Confrontando o passivo informado com o patrimônio, percebe-se que este representa aproximadamente 3% (três por cento) daquele sem considerar obrigações posteriores à recuperação judicial e sem discriminar os bens alienados fiduciariamente (que são de propriedade dos credores e podem, a qualquer tempo, serem buscados e apreendidos por falta de pagamento), que não são poucos.
III. Dos bens alienados fiduciariamente (propriedade dos credores)
Os bens alienados fiduciariamente não se submetem aos efeitos da recuperação judicial (art. 47, §3º, da Lei nº 11.101/2005), razão pela qual não se pode ignorar as demandas propostas em decorrência do inadimplemento desses contratos.

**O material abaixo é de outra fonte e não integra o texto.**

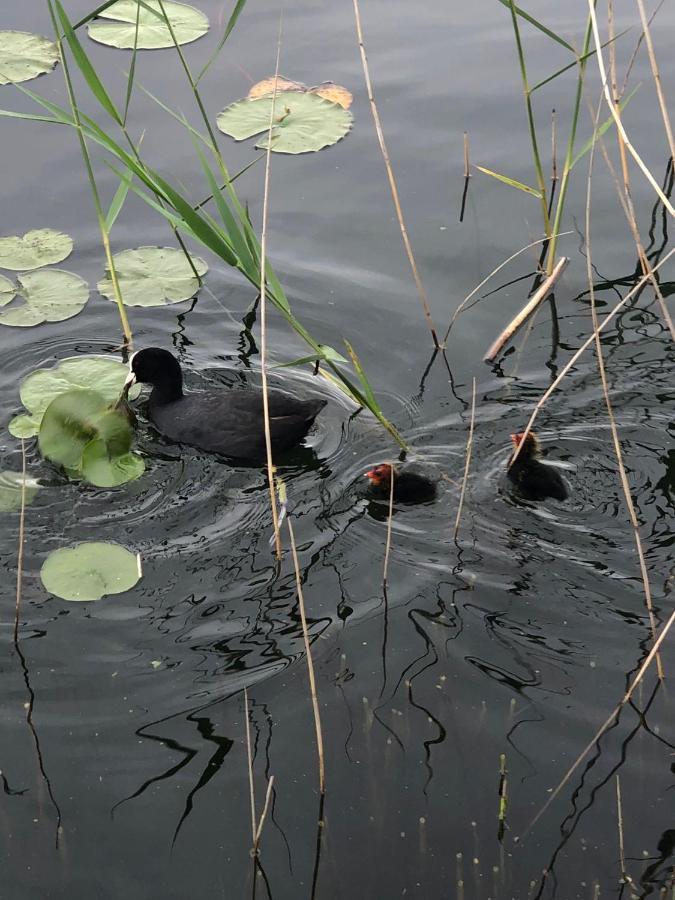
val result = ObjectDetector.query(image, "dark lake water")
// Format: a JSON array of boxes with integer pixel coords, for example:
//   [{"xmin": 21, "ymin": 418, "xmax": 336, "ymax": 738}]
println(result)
[{"xmin": 0, "ymin": 0, "xmax": 675, "ymax": 900}]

Desde a distribuição da ação de recuperação judicial foram propostas aproximadamente 10 (dez) ações contra a empresa requerente, sendo nove de busca e apreensão e uma de reintegração de posse.
Como não existe nenhuma informação de pagamento dessas dívidas, é questão de tempo para os proprietários fiduciários retomarem os bens. E quando isso ocorrer, a empresa ficará desfalcada e bastante prejudicada, visto que muitos dos bens alienados são usados diretamente na linha de produção.
IV. Do imóvel sede da empresa
O imóvel onde a empresa autora está instalada foi doado pelo Poder Público Municipal (Lindóia do Sul) e a legalidade desse ato está sendo discutida na Ação Civil Pública nº 0900003-15.2015.8.24.0242, que tem como um dos pedidos o ressarcimento do erário. Logo, sem qualquer intuito de pré-julgamento, essa questão não pode ser ignorada.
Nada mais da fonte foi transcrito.